I am testing this on 4.19 kernel, and this is what I get, not sure if it is related, or I am mis-using it:
[ 8.762802] sysrq: SysRq : DEBUG
[ 8.763406] KGDB: Entering KGDB
[ 8.765296] Unable to handle kernel paging request for data at address 0x00000260
[ 8.765370] Faulting instruction address: 0xc00000000062ac9c
[ 8.765735] KGDB: re-enter exception: ALL breakpoints killed
[ 8.766044] CPU: 0 PID: 49 Comm: sh Not tainted 4.19.0-04681-g01aa9d5 #3
[ 8.766253] Call Trace:
[ 8.766867] [c00000001e853070] [c0000000009160e4] dump_stack+0xe8/0x164 (unreliable)
[ 8.767037] [c00000001e8530c0] [c0000000001fd544] kgdb_handle_exception+0x294/0x2c0
[ 8.767142] [c00000001e853190] [c000000000048b70] kgdb_debugger+0xc0/0xe0
[ 8.767226] [c00000001e8531b0] [c000000000029b44] die+0xc4/0xf0
[ 8.767301] [c00000001e8531f0] [c000000000069ec8] bad_page_fault+0xe8/0x180
[ 8.767385] [c00000001e853260] [c00000000000b160] handle_page_fault+0x34/0x38
[ 8.767500] --- interrupt: 300 at hvc_poll_get_char+0x2c/0x90
[ 8.767500] LR = kgdboc_get_char+0x4c/0x70
Looking at the failing instruction, I see:
c00000000062ac98: 00 00 29 e9 ld r9,0(r9)
c00000000062ac9c: 60 02 29 e9 ld r9,608(r9)

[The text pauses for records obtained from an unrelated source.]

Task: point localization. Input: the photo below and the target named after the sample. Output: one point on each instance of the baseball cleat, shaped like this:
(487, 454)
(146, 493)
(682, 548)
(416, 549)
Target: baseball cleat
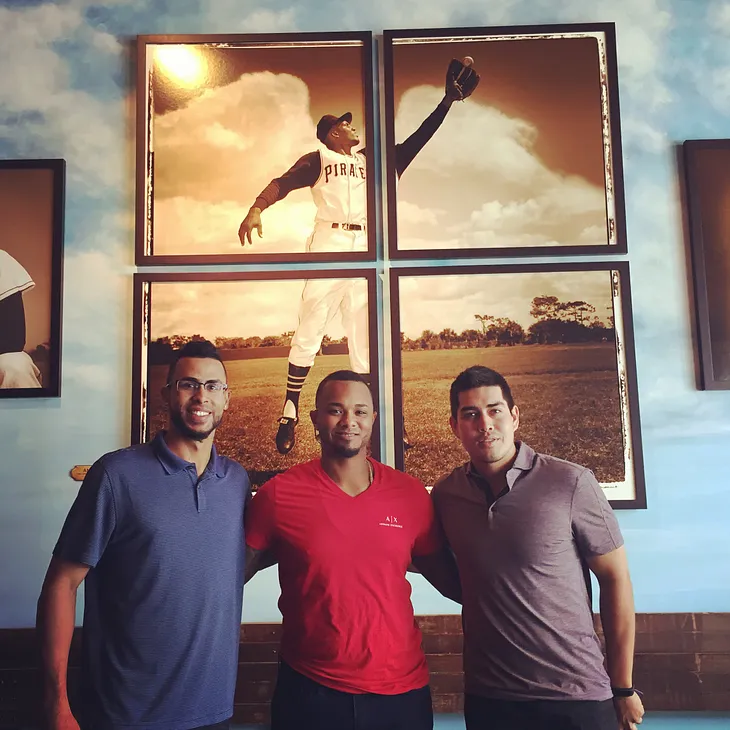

Looking at the code, I see:
873 {
874 struct tty_struct *tty = driver->ttys[0];
875 struct hvc_struct *hp = tty->driver_data;
So, it means that tty is null, and it is being de-referenced by driver_data
Following fixes are now in 4.20: linuxppc/linux@be28c1e3ca29887e207f0cbcd294cefe5074bab6 linuxppc/linux@dded2e159208a9edc21dd5c5f583afa28d378d39 linuxppc/linux@568fb6f42ac6851320adaea25f8f1b94de14e40a linuxppc/linux@fb978ca207743badfe7efd9eebe68bcbb4969f79
Are there still issues with kgdb ?
I'm seeing the bug in https://github.com/linuxppc/issues/issues/140#issuecomment-433072259 still happening with 5.8.0-rc4, so I don't think kgdb works with the hvc driver currently.
The very basics work, eg:
But then other things oops, in particular the self tests blow up.